La tradición ha hecho que los estilos sean diversos: desde barcos disfrazados de casas convencionales, de estilo minimalista, entradas cuidadas y macetas en las ventanas, hasta viviendas más bohemias, despintadas, con hamacas o atrapasueños en el exterior. Creció tanto la tendencia de los holandeses de vivir en este tipos de casas, que los empresarios ya vieron la veta y comenzaron a diseñar hoteles elegantes sobre el agua de los canales.

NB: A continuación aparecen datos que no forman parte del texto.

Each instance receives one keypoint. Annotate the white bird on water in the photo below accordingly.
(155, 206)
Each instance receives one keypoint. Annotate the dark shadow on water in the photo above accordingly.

A diferencia de lo que sucede en Latinoamérica, hay varios países que tomaron a los barcos como una opción atendible para vivir. En el Reino Unido, por ejemplo, se estima que hay 15 mil personas que viven a bordo. En Australia, principalmente sobre el Río Murray, lo que antes era una excepción, ahora es una tendencia. Lo mismo sucede en Quebec, Canadá, donde se les ofrece a turistas alquilar un velero equipado para seis personas por mil dólares la semana.
-Creo que en Argentina la gente es muy esquematizada y todavía se sorprende. Pero hay un cambio, una liberación mental -asegura Maldonado, con su barbilla de tres días, cigarro en la mano e impronta de capitán bohemio. Está contento porque alguien -nosotros- se interesó en hurgar sobre la vida que lleva él y algunos “otros locos” que eligieron lo mismo.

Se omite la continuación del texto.